When analyzing some code I've written, I've come up with the following recursive equation for its running time -

T(n) = n*T(n-1) + n! + O(n^2).

Initially, I assumed that O((n+1)!) = O(n!), and therefore I solved the equation like this -

T(n) = n! + O(n!) + O(n^3) = O(n!)

Reasoning that even had every recursion yielded another n! (instead of (n-1)!, (n-2)! etc.), it would still only come up to n*n! = (n+1)! = O(n!). The last argument is due to sum of squares.

But, after thinking about it some more, I'm not sure my assumption that O((n+1)!) = O(n!) is correct, in fact, I'm pretty sure it isn't.

If I am right in thinking I made a wrong assumption, I'm not really sure how to actually solve the above recursive equation, since there is no formula for the sum of factorials...

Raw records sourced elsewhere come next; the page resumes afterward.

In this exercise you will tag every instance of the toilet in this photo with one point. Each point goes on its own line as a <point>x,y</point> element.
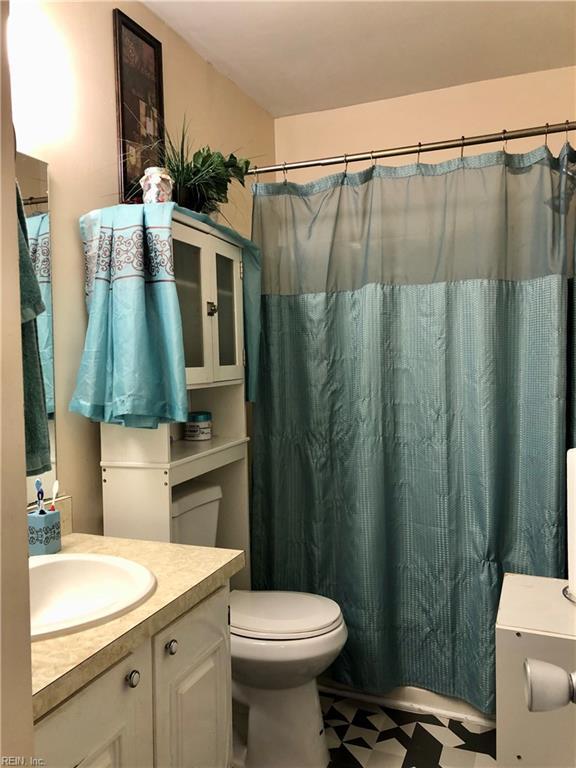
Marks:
<point>280,643</point>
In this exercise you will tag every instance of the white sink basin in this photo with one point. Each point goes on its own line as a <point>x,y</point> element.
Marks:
<point>73,592</point>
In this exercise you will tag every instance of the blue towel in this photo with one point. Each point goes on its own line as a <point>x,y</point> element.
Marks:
<point>40,253</point>
<point>31,305</point>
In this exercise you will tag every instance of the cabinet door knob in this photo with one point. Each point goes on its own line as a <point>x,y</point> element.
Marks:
<point>172,647</point>
<point>133,678</point>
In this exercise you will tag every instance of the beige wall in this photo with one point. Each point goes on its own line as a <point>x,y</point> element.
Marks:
<point>82,158</point>
<point>484,107</point>
<point>15,683</point>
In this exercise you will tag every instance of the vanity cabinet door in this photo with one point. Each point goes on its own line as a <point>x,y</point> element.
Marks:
<point>192,717</point>
<point>108,724</point>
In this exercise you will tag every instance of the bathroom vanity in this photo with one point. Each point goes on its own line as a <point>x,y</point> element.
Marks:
<point>151,687</point>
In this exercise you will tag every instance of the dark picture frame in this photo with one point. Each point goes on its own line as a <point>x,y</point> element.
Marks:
<point>140,103</point>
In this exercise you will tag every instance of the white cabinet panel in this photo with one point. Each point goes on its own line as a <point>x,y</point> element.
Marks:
<point>192,717</point>
<point>108,724</point>
<point>208,280</point>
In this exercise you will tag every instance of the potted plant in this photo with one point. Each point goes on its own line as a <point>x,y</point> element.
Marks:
<point>201,179</point>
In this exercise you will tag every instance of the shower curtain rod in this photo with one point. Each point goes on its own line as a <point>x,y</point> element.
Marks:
<point>414,149</point>
<point>34,200</point>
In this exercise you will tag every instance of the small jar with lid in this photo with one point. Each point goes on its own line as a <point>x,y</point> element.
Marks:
<point>198,426</point>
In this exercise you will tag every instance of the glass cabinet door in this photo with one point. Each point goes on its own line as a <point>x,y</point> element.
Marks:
<point>228,341</point>
<point>192,269</point>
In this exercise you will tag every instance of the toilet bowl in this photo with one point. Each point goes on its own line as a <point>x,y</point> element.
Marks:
<point>280,643</point>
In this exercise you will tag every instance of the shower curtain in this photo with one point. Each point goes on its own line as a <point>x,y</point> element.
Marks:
<point>415,404</point>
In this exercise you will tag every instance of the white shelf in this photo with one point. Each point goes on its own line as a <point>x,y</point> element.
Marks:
<point>189,458</point>
<point>214,384</point>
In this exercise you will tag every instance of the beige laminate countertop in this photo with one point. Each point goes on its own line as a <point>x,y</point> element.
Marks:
<point>185,576</point>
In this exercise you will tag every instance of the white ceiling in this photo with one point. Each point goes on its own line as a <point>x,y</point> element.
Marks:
<point>295,57</point>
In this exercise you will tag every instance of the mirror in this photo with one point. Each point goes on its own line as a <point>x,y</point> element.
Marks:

Any guidance would be much appreciated.

Thank you!!!

Answer 1

Since you're looking at run-time, I assume O(n^2) is meant to be the number of operations on that term. Under that assumption, n! can be computed in O(n) time (1*2*3*...*n). So, it can be dropped in comparison to the O(n^2) term. T(n-1) is then computed in approximately O((n-1)^2) time which is roughly O(n^2). Putting it all together you have something which runs in

O(n^2) + O(n) + O(n^2)

resulting in an O(n^2) algorithm.